Indeed, there is a strong argument that, in certain contexts, even the Board’s prior precedent did not go far enough to protect candid, if charged, expressions of valid employee frustrations. For instance, consider the incident in General Motors that the ALJ—even after applying a much more employee-friendly multi-factor test—found did not retain NLRA protection. At a meeting with management, Robinson expressed concerns about how a proposal to subcontract out work would affect bargaining unit workers. When a company official told Robinson that he was speaking too loudly and accused him of “intimidating” him, Robinson, in a lowered, affected tone imitating a “slave voice,” sarcastically replied, “Yes, master, sir.” The company suspended Robinson, who challenged the action on grounds that his sarcasm was intended to spotlight the racist conduct of the company official that reprimanded him. As Robinson explained, “The way they were talking to me was racist… They always made me out like I was threatening and intimidating them in meetings because I’m Black, and because of my size.” There is therefore a real concern that even if the Board reverts back to its prior precedent, workers like Robinson—who may express legitimate grievances about discriminatory workplace conditions or treatment by company officials in inflammatory terms—would still face harsh disciplinary action with little legal recourse. 

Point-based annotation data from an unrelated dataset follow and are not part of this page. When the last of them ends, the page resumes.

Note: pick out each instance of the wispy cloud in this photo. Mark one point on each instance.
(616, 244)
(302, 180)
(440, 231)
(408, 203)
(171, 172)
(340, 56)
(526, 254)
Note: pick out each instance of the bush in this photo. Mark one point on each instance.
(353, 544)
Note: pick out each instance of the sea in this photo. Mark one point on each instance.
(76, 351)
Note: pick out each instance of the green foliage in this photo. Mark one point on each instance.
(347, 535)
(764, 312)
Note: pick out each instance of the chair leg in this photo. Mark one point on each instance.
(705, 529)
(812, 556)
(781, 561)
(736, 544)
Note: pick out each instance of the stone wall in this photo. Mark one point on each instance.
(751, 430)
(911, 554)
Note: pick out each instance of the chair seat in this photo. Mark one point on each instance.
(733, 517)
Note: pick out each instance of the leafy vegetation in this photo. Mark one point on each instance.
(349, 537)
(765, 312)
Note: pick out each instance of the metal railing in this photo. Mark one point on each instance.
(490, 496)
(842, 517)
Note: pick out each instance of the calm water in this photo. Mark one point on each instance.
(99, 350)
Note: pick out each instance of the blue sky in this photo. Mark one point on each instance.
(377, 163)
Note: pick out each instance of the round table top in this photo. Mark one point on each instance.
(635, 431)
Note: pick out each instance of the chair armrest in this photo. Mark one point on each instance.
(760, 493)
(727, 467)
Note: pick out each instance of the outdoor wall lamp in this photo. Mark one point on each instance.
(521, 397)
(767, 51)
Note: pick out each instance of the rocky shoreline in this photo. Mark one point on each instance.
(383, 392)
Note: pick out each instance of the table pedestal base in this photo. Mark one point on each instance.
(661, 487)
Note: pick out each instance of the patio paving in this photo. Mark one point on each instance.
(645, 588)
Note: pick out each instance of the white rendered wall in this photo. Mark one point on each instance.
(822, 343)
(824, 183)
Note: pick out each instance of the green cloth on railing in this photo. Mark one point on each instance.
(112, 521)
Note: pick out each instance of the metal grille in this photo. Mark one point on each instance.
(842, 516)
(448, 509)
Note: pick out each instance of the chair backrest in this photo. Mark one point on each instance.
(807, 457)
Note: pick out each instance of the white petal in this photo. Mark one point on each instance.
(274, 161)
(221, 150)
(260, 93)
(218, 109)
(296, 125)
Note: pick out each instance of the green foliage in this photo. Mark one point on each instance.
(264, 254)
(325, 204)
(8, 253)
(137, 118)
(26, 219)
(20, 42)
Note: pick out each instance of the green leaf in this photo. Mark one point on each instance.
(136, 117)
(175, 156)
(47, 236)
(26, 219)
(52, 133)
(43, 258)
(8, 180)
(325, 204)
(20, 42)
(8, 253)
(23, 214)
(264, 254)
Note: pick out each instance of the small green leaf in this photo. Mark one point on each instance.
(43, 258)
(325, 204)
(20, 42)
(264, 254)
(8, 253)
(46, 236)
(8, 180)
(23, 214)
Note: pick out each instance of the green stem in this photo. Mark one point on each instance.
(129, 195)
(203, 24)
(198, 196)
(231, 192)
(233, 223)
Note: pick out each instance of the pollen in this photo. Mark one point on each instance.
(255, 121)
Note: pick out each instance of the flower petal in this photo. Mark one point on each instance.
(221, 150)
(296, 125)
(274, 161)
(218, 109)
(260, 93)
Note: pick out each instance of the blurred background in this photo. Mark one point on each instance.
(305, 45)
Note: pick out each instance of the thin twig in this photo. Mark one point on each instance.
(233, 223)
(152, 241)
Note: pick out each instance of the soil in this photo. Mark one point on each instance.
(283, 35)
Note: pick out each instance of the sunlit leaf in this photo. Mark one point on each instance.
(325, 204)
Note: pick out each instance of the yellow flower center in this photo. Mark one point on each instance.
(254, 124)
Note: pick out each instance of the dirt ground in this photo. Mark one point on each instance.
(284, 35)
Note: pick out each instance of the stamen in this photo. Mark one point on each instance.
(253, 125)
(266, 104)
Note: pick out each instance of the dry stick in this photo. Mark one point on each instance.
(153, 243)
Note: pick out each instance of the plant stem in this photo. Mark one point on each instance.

As the country continues to reckon with the rampant discriminatory misconduct that pervades its institutions—including, and especially, its workplaces—the Board will no doubt continue to titrate and perhaps even reconsider wholesale its workplace civility doctrine in light of shifting social mores. Its decision in General Motors merely constitutes the most recent iteration of how the law will evolve and change as society surely does. For some, it was a necessary doctrinal move—a sign that, at a time when public norms are rapidly moving away from the anachronism of condoning “rough-and-tumble” workplace behavior, labor law is finally beginning to catch up. For others, including many workers like Charles Robinson, the ruling was an overcorrection—a sign that, at a time when outcry over racial and economic injustice is intensifying and the need to legally safeguard worker expressive freedoms grows ever more pressing, labor law has fallen terribly short.